There are lots of reasons for this decline. As teens grew more sophisticated, those uniforms became a tough sell. In a more cynical age, so were the values to which the movement loyally clung.

The national organization moved from New Jersey to Texas, where it was pulled into the orbit of the religious right. The BSA got caught up in culture wars, fighting in courts for the right to keep its leadership free of atheists and gay men.

That undermined support in some quarters, but the organization's challenges have been more demographic than political. It never had much luck making Scouting look cool to urban black kids. Its culture, steeped in Norman Rockwell Americana, didn't resonate with Hispanics, the fastest-growing part of the population. Scouting tends to run in families, and minority parents haven't shared the enthusiasm.
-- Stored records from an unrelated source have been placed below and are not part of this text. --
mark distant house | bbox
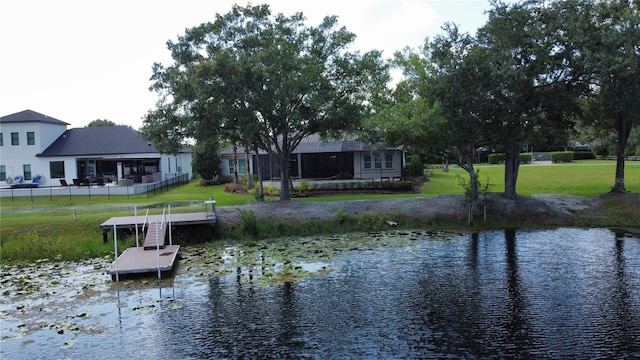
[220,135,404,180]
[0,110,193,185]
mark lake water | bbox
[0,228,640,359]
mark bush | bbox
[489,154,504,164]
[238,209,258,239]
[251,185,280,200]
[551,151,573,163]
[313,181,413,191]
[224,183,247,194]
[573,151,596,160]
[520,153,531,164]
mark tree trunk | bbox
[280,158,291,201]
[255,147,264,201]
[611,118,631,193]
[504,145,520,200]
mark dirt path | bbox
[216,194,595,227]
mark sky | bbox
[0,0,504,129]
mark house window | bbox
[49,161,65,179]
[364,155,371,169]
[229,159,247,175]
[373,156,382,169]
[364,154,393,169]
[22,164,31,180]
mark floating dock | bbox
[100,200,216,281]
[107,245,180,281]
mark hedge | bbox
[551,151,573,163]
[313,181,413,191]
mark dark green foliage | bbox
[192,141,221,180]
[520,153,531,164]
[551,151,573,163]
[313,181,413,191]
[489,154,504,164]
[489,153,531,164]
[405,155,424,176]
[238,209,258,239]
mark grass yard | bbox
[422,160,640,196]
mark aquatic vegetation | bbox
[0,231,446,348]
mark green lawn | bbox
[0,160,640,261]
[422,160,640,196]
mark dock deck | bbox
[100,212,216,243]
[100,212,216,231]
[100,209,216,280]
[107,245,180,277]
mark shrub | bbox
[489,154,504,164]
[251,185,280,199]
[293,180,313,193]
[238,209,258,239]
[551,151,573,163]
[224,183,247,194]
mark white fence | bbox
[0,174,189,201]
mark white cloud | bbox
[0,0,498,128]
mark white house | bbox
[0,110,193,186]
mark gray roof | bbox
[220,134,401,155]
[38,126,158,156]
[0,110,69,126]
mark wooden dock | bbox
[100,212,216,243]
[100,211,216,281]
[107,245,180,280]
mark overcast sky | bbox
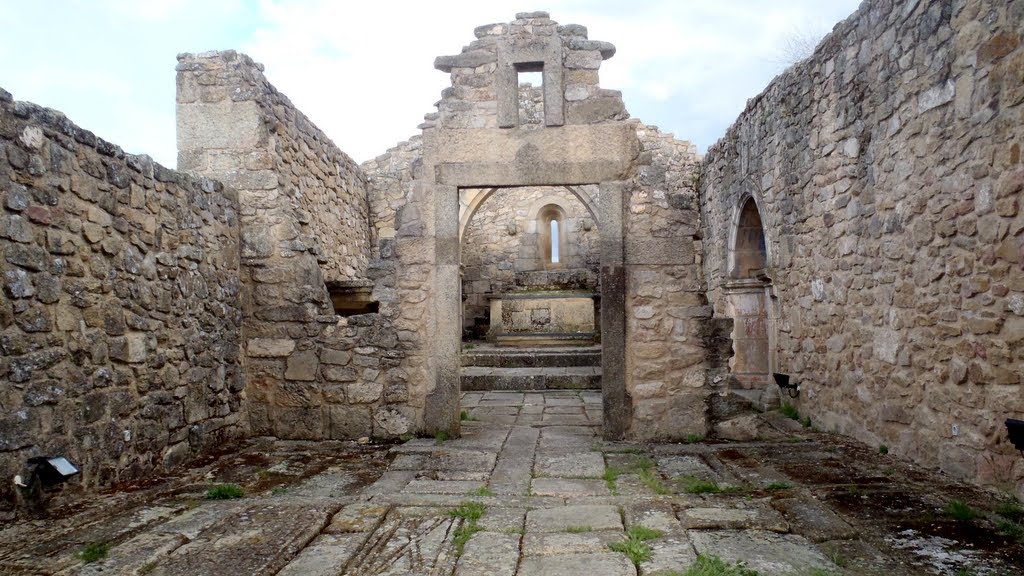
[0,0,858,167]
Scouting has also had more than its share of child sexual abuse scandals, and has tried to respond. By the time my son was a Scout, leaders weren't allowed to be alone with a single Scout. But the past still haunts the organization. An Oregon jury has just awarded $18.5 million to a man who alleges he was molested as a Scout in the '80s. That case may force the BSA to release the files it kept on thousands of allegations made between 1965 and 1985.

There are still 2.8 million kids in Scouts, kids who have something to do besides texting, Facebook, MTV and video games. They are doing service projects in all our cities and towns. They are sitting around campfires, laughing and telling stories. More than 44,000 of them marked the BSA's centennial last weekend in Virginia.

The organization is determined to start growing again. It is emphasizing technology along with old-fashioned scoutcraft. It has a new "youth protection" program to keep predators out. It is revising its materials and message to better resonate with Hispanic youth. And it is giving serious consideration to letting girls into the ranks.

"Anything 100 years old has earned the right to a little arthritis," Robert Mazzuca, the BSA's chief executive, told the Times. But kids today could benefit from the same things I learned in Scouting many years ago. It would be good if the BSA can come up with better ways to reach them.